#OrderTypes101

The term "order type" refers to the specific instructions a trader or investor gives when buying or selling an asset (like a stock, cryptocurrency, or commodity) on a trading platform or exchange. It defines how and when an order should be executed.

Common Order Types:

1. Market Order

Definition: Buy or sell immediately at the best available price.

Use case: When speed is more important than price.

2. Limit Order

Definition: Buy or sell at a specific price or better.

Use case: When you want to control the price at which the order is executed.

Example: Buy at $100 or less; sell at $110 or more.

3. Stop Order (Stop-Loss Order)

Definition: Becomes a market order once a certain price is reached.
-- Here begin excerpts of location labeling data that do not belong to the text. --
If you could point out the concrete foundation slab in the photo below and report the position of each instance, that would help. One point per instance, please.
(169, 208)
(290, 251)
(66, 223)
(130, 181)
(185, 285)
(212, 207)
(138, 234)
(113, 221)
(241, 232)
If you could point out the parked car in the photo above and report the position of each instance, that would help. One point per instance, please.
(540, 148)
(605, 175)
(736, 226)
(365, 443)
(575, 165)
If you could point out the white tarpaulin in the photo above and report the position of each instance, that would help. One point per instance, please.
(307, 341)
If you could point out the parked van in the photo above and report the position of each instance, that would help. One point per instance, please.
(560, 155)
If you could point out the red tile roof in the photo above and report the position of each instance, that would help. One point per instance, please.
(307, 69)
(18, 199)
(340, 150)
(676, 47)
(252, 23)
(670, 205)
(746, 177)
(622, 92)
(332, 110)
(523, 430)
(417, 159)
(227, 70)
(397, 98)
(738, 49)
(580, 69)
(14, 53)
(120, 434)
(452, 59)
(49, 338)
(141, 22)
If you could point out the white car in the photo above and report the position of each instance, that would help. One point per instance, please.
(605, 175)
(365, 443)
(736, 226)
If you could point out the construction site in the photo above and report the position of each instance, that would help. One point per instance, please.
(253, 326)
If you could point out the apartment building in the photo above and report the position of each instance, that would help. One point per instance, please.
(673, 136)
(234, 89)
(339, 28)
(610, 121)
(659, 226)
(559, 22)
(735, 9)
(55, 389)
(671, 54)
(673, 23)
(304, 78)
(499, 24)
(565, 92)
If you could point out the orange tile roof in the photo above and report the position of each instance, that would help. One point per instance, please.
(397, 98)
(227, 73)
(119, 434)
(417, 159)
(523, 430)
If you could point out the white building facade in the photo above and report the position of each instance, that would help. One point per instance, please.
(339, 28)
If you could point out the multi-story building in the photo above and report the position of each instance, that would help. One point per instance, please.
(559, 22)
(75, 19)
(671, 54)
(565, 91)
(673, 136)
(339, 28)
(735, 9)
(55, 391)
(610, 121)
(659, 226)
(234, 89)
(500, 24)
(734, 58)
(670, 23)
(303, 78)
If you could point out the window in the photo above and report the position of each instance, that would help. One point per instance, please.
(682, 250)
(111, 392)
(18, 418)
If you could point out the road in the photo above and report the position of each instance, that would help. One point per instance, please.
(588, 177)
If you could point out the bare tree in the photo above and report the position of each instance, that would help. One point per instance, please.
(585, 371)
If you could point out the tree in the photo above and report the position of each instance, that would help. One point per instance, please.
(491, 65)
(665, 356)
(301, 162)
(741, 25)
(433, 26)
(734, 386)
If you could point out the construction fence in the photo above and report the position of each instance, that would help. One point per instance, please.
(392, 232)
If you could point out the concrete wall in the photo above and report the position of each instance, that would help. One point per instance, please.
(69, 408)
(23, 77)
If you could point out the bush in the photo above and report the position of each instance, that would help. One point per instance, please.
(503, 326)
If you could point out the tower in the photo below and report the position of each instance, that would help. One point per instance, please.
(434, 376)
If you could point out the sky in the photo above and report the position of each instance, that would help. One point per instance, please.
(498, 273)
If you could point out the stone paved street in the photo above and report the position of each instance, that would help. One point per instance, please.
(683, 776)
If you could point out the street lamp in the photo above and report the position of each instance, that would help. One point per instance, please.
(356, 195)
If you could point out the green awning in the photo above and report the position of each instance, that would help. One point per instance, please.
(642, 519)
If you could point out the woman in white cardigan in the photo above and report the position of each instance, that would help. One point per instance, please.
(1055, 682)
Use case: To limit losses or protect profits.

Example: Sell if price drops to $95.

4. Stop-Limit Order

Definition: Becomes a limit order once a stop price is triggered.

Use case: Combines the stop and limit features for more control.

5. Trailing Stop Order

Definition: Stop price moves with the market price at a set distance.

Use case: To lock in profits while allowing the trade to run.

6. Fill or Kill (FOK)

Definition: Must be filled completely and immediately, or canceled.

Use case: For large orders where partial fills are not acceptable.

7. Immediate or Cancel (IOC)

Definition: Fill as much as possible immediately, cancel the rest.

8. Good 'Til Canceled (GTC)

Definition: Stays open until it's filled or canceled manually.

9. Day Order

Definition: Expires if not executed by the end of the trading day.